What if maybe the way we work as a developer can be improved? What if we should think outside the box and be a problem solver not just in coding, but also in real-life?
How about breaking a big task into smaller chunks of 5 minutes tasks? I've seen plenty software developers who just put their head down and start coding immediately without some planning. I've seen developers to take on complex problems with no plan or strategy.
What if the problem can be solved within 5 minutes, the developer should grab a few other developers and start brainstorming? Make a decision tree. List options.
I mean... it's not that all of us need to solve Google type of problems. Even a Math exam question can be done (and should be done) within 5-15 minutes.
When i studied traditional animation (drawing), I was always reminded not to listen to music while working... I picked up the habit even while coding and doing anything basically. I also had a problem of concentrating or being in the zone while listening to music while working... however, as of recently, I've tried experimenting with listening to music while working, again. I found that I have no problems with concentration anymore, and I find it quite enjoyable working along with music - BUT, I found out that I do less work while listening to music as opposed to sans music. Not by a large margin, but I think I'll listen to music from now on, since it's more enjoyable experience.
It may seem cliche fancy but I can go for hours with smooth jazz sax in the background. no lyrics help me focus on the task at hand while my mind can be in a relaxing/stimulating environment.
By this I mean most jazz music is slow-tempered and chill-out while also offering impressive musical talent for lead instruments (sax solos, piano, strings...). This is just what works for me - a buddy of mine swears on the Kingdom Hearts soundtrack.

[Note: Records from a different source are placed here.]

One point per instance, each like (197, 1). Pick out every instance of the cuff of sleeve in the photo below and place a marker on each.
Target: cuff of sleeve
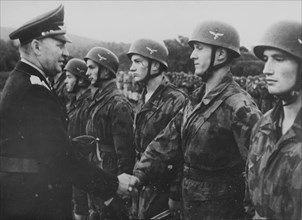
(140, 175)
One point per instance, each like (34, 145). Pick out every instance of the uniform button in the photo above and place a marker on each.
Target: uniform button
(50, 187)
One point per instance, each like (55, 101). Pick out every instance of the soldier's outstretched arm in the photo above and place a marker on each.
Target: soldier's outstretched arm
(161, 152)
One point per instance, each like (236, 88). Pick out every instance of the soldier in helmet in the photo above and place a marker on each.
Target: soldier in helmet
(274, 165)
(76, 83)
(110, 119)
(38, 163)
(160, 102)
(211, 133)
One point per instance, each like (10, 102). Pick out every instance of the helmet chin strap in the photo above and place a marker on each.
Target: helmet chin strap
(209, 72)
(76, 87)
(100, 80)
(291, 96)
(145, 80)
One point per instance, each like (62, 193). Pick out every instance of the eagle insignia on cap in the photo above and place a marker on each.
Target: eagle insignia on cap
(101, 57)
(216, 34)
(81, 71)
(151, 50)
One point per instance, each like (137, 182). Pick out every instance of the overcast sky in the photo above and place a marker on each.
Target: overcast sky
(126, 21)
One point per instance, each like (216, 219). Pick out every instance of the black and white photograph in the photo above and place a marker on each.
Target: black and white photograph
(172, 110)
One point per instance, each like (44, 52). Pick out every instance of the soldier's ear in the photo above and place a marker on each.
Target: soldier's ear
(36, 46)
(221, 55)
(155, 67)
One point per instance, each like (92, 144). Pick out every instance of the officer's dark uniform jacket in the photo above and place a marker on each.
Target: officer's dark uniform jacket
(77, 114)
(37, 164)
(151, 118)
(111, 120)
(212, 135)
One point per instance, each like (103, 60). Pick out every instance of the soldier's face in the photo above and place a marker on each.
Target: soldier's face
(70, 82)
(139, 67)
(201, 56)
(281, 71)
(51, 56)
(92, 71)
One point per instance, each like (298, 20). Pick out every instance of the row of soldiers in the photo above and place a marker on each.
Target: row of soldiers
(254, 85)
(210, 155)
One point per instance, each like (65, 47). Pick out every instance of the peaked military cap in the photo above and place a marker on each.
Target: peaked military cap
(49, 24)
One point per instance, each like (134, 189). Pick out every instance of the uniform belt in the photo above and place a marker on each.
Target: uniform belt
(197, 174)
(18, 165)
(105, 147)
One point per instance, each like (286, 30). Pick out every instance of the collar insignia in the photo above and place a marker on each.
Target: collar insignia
(216, 34)
(101, 58)
(151, 50)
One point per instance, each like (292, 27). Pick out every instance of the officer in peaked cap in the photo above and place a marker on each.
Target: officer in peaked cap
(38, 165)
(50, 24)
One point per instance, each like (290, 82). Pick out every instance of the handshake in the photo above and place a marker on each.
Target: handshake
(126, 184)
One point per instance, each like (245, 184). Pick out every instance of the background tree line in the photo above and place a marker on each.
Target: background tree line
(178, 60)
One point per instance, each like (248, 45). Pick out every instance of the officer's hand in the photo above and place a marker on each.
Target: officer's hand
(174, 207)
(134, 182)
(84, 144)
(124, 180)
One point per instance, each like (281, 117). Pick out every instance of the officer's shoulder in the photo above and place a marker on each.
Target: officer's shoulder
(15, 87)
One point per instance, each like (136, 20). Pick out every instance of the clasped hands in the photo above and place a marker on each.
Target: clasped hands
(126, 184)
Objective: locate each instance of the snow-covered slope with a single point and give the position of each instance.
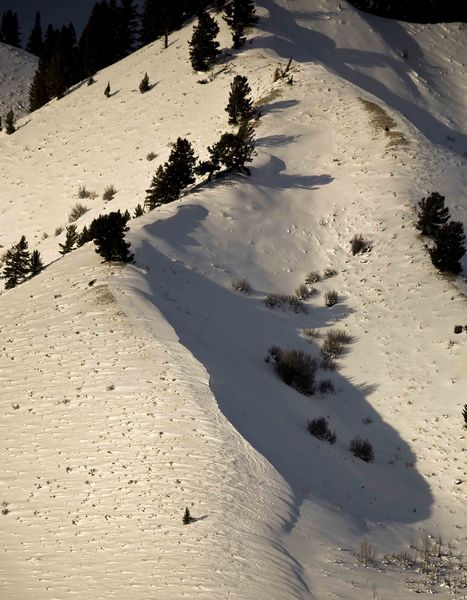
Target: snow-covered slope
(17, 69)
(135, 391)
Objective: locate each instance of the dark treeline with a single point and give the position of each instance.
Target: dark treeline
(416, 11)
(114, 29)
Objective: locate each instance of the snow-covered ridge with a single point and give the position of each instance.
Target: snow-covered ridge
(133, 392)
(17, 68)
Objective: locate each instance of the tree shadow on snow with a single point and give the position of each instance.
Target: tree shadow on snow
(230, 334)
(360, 67)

I wonder if being able to code while listening to music has anything to do with gender; I am a female developer, and can't listen to any kind of music at all while programming -- I find it as distracting as if a cat were jumping on the keyboard. Perhaps because female brains tend to have more connections across the halves? (...or perhaps because I'm a musician myself, and process music differently?)
Give me some Synth Pop anytime when I am working. I don't mind the words for two reasons: 1) usually they are distorted enough for me not to really understand them or 2) I know the song so much singing along is a nice break.
Try out some Hot Chip next time you are in the coding zone and tell me you are not in love ;-)
I was hoping this was going to be an analysis of how listening habits correlate with productivity. I'm sure it comes down to personal preference and a host of other factors, but it'd still be interesting to see if there's a statistical difference between different genres or no music at all.
I have an office with a door that closes, but I usually leave it open and play Soma FM's Drone Zone quietly in the background. No vocals, little to no rhythm, and helps to put my mind in a slightly far-away place where it's just me and the problem I'm working on.
I listen to music about half the time I'm coding, but I almost always have my Bose QC 15's on. Wearing them with no music playing blocks a ton of distracting noise out. While expensive, they're one of the best investments I've ever made.
Interesting. I find the only kind of music I can listen to that doesn't seem (as far as I can tell, at least) to interfere with my ability to do hard creative work is deep ambient: Steve Roach, Robert Rich, that kind of thing.